5.29.2011

Ally Malinenko:
Three Poems


City

When I was a child,
back in that small town,
with crickets and bats
and all the other things that small towns have
I would wake at night

just to sit in the quiet of the living room.
I would worry about someone
or something, a snake maybe, being in the
basement, or the garage

but I would be too afraid to go see.

It’s like that now, too
watching myself roam
from room to room,
in this little apartment,

wondering how we fit
our whole life in here,
each day
without the walls bursting,
without the windows smashing
without the water
flooding into the street.
How have we not run out of air?
Packed on the buses and the trains,
I wonder still
how we can even stand to touch each other
even accidentally.



Power of Names

There is too much power in names, I think.

There is a change the moment the word
shakes loose like a rainstorm,
from your mouth.

Like when I was young and out
past the neighbor’s yard
farther into the woods.

There was broken light and the smell of wet damp leaves.
Dan was there, and we did not tread lightly, he and
my sister and I. We stomped through wet leaves,
wet leaves that belonged to us the way the world
belongs to the very young.
We sang loud,
keeping the darkness at bay.

The snake was there, heavy
and slick, half its body under leaves.
We formed a wide semi-circle
as if coming in for the kill.

Dan held a stick.

I remember my fear.
Is it dead, my sister said.
No, Dan answered.
And we knew, at that moment, it was true.

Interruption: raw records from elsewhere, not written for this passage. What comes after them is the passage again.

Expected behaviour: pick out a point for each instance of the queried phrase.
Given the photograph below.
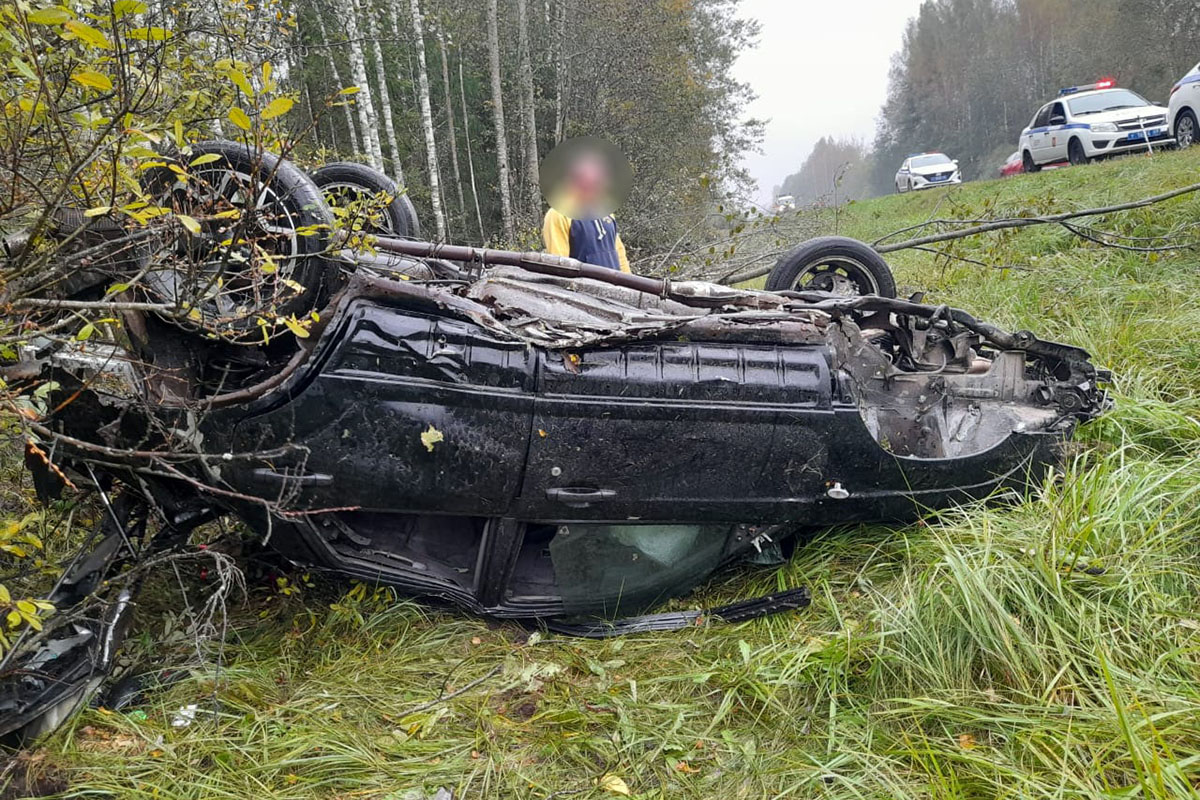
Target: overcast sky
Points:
(821, 67)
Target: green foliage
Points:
(1044, 648)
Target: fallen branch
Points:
(1013, 222)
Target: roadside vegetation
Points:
(1047, 648)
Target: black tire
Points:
(276, 270)
(1075, 154)
(834, 264)
(347, 181)
(1186, 128)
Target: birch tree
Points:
(352, 132)
(389, 124)
(367, 119)
(471, 161)
(502, 139)
(431, 149)
(561, 74)
(450, 122)
(529, 110)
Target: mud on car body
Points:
(529, 437)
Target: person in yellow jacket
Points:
(586, 235)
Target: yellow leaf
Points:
(93, 79)
(126, 7)
(295, 326)
(239, 118)
(52, 16)
(239, 79)
(615, 785)
(192, 226)
(277, 107)
(431, 437)
(88, 34)
(154, 34)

We had to go forward, a sort of
manifest destiny of our woodland ownership,
the snake lying prostrate through the path,
tempting and begging.
We argued over who would go first.

And then there it was, like a bell,
like a salvation, my mother’s voice,
crossing the distance between my home
and this creature, cutting a swath through the air.

The sound of my name.

And I turned and ran, free.
This is the power of names.

But it works the other way too,
when we are older and I call your name,
the word coming together, shaking itself from me.
As you cross the street you
look back for a second.
And I say it again, desperate
and you nod a little but
you keep walking.



Tiny Revolution

In the dream I had last night,
you appeared in the hallway of my old house.

We had not spoken in a year,
just as we have not spoken in a year
in this life.

And I was so thankful to see you.
Relieved, like when you can exhale
after holding your breath for too long.

And I told you that you should have
called and why didn’t you call

but you didn’t speak, as if there was some law against it.

And then later we pulled back my childhood bed,
moved it away from the wall
and there was a fire under it,

just a little smoldering thing,
hot coals like cherries
ready to pop

but also broken doll heads,
finger bones,
dead dogs,
broken glass jars
filled with dying plants,
rabbit fur
bent rusted nails
split wood,
Venus fly traps,
church pamphlets
seashells,
toy guns
a mason jar of dirty water
pens and paper and ink and paint
and hot wet melting crayons

and right then I knew it was a dream
and that in just a moment from now,
I will wake, and we will still be in the midst of this tiny revolution.




Ally Malinenko has been fortunate to have poems and stories published both online and in print. Her most recent collection of poems, Crashing to Earth, is forthcoming from Tainted Coffee Press. She lives in the part of Brooklyn that neither the tour buses nor the hipsters come to.